И вправду, впереди, слева от них, высился пологий холм, поросший на самой вершине редкими кривыми соснами, туда, за холм, и поворачивала дорога, допреж того пересекая через мосточек небольшую речку. Мосточек был тот еще. Старый, латаный-перелатаный, деревянный, срубленный – такое впечатление – без единого гвоздя. Подобные сооружения, наверное, описывал еще Радищев, проезжая из Петербурга в Москву. Раничев даже хотел было сойти с воза, подождать, пока проедут, а уж затем идти самому. Потом махнул рукой: а, будь, что будет, в крайнем случае всегда можно выскочить, да речка-то по виду не очень глубокая. Удачно проехав мостик, свернули к холму – дорожка заворачивала на вершину. Слезли с телеги, чтоб без нужды не утомлять лошадь, не торопясь поднялись на холм…

Мать честная!

Раничев аж присел от удивления. Вместо типичных брежневских новостроек, упомянутых еще Рязановым в «Иронии судьбы…», перед ним открылась панорама настоящего древнерусского города – с высоким земляным валом, рвом и крепостными стенами, сложенными из крепких бревен. За стенами виднелись золотые маковки церквей, а дорога внизу, проходя через ров, уходила в призывно открытые городские ворота. Тоже деревянные, обитые широкими полосками блестевшего на солнце металла. Вдалеке, слева и справа, виднелась река, огибавшая город с противоположной стороны, на реке маячили белые паруса.

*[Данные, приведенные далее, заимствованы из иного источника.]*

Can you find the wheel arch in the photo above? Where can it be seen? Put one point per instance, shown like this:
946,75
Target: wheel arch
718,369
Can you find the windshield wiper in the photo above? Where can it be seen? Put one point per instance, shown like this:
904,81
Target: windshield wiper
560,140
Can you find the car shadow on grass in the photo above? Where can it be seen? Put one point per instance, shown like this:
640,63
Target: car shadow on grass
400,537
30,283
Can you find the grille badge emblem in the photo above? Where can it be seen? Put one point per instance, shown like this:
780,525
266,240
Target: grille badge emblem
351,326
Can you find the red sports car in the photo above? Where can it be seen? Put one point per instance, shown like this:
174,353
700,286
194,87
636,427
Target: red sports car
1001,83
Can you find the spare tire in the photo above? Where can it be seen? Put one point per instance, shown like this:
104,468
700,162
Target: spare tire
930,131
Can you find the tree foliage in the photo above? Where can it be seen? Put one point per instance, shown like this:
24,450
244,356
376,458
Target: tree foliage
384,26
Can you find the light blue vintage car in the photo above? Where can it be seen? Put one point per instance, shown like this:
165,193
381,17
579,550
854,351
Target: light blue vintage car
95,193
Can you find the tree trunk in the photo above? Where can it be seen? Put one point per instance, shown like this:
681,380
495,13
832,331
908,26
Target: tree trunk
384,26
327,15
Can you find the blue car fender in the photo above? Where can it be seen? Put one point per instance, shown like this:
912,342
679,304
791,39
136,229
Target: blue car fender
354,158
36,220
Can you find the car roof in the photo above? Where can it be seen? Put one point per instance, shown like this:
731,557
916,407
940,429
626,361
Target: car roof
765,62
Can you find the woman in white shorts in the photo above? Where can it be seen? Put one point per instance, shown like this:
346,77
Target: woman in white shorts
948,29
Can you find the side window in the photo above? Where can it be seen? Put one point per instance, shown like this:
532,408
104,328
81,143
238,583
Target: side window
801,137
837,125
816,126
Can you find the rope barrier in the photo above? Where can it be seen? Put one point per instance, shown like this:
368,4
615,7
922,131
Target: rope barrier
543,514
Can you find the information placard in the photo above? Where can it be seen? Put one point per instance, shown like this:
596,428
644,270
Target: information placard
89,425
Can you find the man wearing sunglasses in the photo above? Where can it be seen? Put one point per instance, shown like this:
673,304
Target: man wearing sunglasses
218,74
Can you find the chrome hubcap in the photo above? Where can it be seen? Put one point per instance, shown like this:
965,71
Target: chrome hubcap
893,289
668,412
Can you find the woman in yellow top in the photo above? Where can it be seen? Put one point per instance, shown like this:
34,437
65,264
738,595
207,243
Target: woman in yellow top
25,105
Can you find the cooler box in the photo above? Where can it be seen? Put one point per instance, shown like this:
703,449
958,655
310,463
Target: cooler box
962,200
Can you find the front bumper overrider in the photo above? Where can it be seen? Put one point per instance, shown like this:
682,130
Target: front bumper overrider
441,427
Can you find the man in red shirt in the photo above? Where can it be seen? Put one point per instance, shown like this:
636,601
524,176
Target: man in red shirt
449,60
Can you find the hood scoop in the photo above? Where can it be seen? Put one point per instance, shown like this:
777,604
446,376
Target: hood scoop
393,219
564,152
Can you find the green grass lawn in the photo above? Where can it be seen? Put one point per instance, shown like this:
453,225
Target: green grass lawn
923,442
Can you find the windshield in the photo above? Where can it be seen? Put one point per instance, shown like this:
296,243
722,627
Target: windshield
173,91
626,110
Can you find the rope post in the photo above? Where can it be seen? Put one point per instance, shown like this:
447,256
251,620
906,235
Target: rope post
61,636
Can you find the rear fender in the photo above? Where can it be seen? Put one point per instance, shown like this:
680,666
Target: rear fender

Ну дела… И это – Угрюмов? Крупнейший районный центр? А где завод, городские кварталы, телевышка? Впрочем, местность отдаленно похожа. Вон – дубрава, правда какая-то хиленькая, вон – река, вон – излучина, там обычно все пьянствовали, вон… Нет. Какой же это Угрюмов? Это совсем ни на что не похоже. Раничев обернулся – спросить – но, сплюнув, замолк. Чего спрашивать-то? Подъедем ближе – там разберемся.

Яков стегнул вожжами:

– Н-но, милая!

Лошадка прибавила шагу, и телега быстро покатила вниз, ко рву, к стенам, к воротам…

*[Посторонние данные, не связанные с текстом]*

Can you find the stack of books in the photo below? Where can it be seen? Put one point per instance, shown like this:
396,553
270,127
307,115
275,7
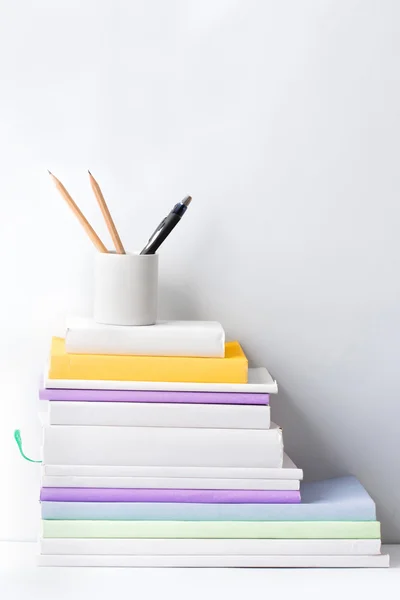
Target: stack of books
159,450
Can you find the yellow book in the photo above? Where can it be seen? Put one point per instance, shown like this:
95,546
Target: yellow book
230,369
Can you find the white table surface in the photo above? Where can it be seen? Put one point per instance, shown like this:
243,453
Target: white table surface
20,578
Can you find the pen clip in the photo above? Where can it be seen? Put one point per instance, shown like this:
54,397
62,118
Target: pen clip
156,231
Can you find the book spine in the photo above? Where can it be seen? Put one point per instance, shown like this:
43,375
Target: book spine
112,471
164,511
191,341
198,496
159,415
154,396
259,382
166,547
232,368
162,446
213,529
191,483
212,561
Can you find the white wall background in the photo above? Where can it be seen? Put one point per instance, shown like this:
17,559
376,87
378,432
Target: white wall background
282,120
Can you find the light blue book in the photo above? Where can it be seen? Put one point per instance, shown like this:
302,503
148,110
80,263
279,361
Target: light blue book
339,499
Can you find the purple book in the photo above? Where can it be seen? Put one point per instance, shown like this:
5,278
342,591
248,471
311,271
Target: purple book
152,396
168,495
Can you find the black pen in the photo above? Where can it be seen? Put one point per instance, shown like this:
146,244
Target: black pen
166,226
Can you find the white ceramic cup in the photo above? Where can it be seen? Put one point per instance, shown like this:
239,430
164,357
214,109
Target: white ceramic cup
126,288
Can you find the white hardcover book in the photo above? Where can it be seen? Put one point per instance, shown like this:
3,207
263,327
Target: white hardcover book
165,338
180,483
259,382
162,446
250,561
218,547
141,414
288,471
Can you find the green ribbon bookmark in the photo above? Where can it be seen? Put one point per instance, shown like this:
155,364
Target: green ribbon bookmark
18,439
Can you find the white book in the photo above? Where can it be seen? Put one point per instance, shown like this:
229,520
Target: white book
182,483
260,561
165,338
217,547
288,471
141,414
259,382
162,446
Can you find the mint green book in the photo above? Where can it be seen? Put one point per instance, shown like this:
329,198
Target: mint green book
213,529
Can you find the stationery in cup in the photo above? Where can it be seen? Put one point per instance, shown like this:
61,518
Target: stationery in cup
125,283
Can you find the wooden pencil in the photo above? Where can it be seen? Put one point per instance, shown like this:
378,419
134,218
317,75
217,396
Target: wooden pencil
81,218
106,214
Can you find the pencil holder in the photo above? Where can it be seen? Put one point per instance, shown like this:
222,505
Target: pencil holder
126,287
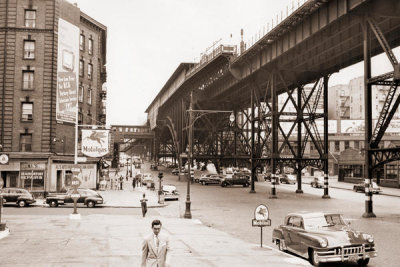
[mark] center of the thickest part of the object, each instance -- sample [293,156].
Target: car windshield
[323,221]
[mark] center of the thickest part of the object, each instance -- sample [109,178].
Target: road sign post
[261,218]
[2,225]
[75,185]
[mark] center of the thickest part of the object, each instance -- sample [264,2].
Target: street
[230,209]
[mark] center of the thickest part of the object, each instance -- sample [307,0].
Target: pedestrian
[143,203]
[121,179]
[155,247]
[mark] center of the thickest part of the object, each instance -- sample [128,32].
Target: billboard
[95,143]
[67,72]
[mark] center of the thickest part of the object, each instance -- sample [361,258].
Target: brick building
[43,42]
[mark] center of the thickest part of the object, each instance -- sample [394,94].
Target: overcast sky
[148,39]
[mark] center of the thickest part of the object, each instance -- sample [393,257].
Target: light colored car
[170,192]
[147,179]
[323,237]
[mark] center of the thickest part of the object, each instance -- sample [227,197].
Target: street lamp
[199,114]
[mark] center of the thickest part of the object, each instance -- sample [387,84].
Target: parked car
[323,237]
[18,196]
[235,180]
[287,179]
[147,179]
[361,188]
[170,192]
[317,182]
[88,197]
[211,179]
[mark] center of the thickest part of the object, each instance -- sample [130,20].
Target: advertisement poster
[67,72]
[95,143]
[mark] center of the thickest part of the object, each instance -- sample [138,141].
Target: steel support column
[274,126]
[326,147]
[253,174]
[368,118]
[188,214]
[299,150]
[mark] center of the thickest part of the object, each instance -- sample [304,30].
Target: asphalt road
[231,209]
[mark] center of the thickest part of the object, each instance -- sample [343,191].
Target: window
[337,146]
[27,111]
[30,18]
[90,71]
[346,144]
[29,49]
[357,144]
[27,80]
[80,93]
[89,96]
[25,143]
[81,68]
[90,47]
[82,42]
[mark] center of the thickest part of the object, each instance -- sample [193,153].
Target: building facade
[52,71]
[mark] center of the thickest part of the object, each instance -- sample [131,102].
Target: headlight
[323,243]
[368,237]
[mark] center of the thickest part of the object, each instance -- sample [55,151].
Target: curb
[4,233]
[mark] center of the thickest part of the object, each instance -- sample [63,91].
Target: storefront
[60,179]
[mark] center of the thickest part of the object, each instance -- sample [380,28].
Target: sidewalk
[334,183]
[115,240]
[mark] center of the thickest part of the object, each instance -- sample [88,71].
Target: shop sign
[4,159]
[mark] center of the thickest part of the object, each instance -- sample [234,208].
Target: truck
[88,197]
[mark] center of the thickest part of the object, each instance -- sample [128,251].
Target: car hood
[338,235]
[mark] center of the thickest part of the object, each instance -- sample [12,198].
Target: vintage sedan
[323,237]
[361,188]
[170,192]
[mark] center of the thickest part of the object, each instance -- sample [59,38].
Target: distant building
[52,57]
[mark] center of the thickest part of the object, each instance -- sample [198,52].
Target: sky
[148,39]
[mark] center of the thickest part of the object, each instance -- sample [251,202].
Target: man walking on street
[155,248]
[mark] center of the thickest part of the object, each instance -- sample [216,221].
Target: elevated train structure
[192,114]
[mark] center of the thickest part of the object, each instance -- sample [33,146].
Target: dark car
[323,237]
[287,179]
[236,180]
[317,182]
[86,196]
[374,188]
[18,196]
[211,179]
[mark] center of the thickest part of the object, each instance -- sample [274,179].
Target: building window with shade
[28,78]
[29,49]
[25,142]
[30,18]
[27,112]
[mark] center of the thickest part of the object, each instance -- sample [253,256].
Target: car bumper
[346,257]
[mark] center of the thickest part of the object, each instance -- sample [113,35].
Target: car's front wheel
[281,245]
[363,262]
[21,203]
[90,204]
[313,257]
[53,203]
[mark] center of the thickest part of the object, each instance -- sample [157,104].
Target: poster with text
[95,143]
[67,72]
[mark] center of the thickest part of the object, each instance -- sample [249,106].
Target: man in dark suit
[155,248]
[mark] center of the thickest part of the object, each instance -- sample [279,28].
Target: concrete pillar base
[75,216]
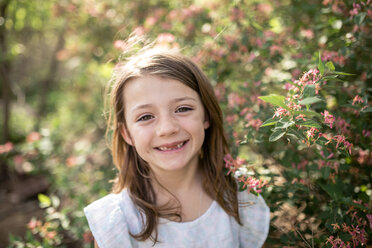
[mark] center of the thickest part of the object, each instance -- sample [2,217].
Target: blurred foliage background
[56,59]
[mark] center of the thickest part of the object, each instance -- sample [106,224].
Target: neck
[178,182]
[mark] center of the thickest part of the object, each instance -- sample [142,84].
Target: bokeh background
[56,58]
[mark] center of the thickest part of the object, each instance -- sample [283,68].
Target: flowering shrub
[323,155]
[310,156]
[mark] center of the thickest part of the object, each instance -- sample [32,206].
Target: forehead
[153,89]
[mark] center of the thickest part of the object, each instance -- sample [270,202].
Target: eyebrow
[179,99]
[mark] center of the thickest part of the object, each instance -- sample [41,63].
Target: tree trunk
[47,83]
[4,74]
[4,79]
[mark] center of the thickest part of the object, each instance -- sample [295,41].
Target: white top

Ефим шутил о чем-то с возчиком, Раничев же молчал и, хлопая глазами, крутил головой. Спустившись с холма, возы переехали через узкий мостик – судя по канатам – подъемный (!) – остановились у ворот, в очередь с другими возами. Яков замахал кому-то рукой – видно, узнал приятеля.

– Ну, пора и нам, – кивнул головой Ефим Гудок. – Спаси вас Бог, православные. – Сойдя с телеги, он низко поклонился обозным. Раничев, подумав, сделал то же самое. Он вообще-то чувствовал себя что-то не очень хорошо, как-то не так. Или, скорее, все вокруг было не так. Эти башни, стены, ворота. Стражники в кольчугах и с копьями. Один из них направился прямо к ним. Ефим ткнул приятеля в бок: – Кланяйся.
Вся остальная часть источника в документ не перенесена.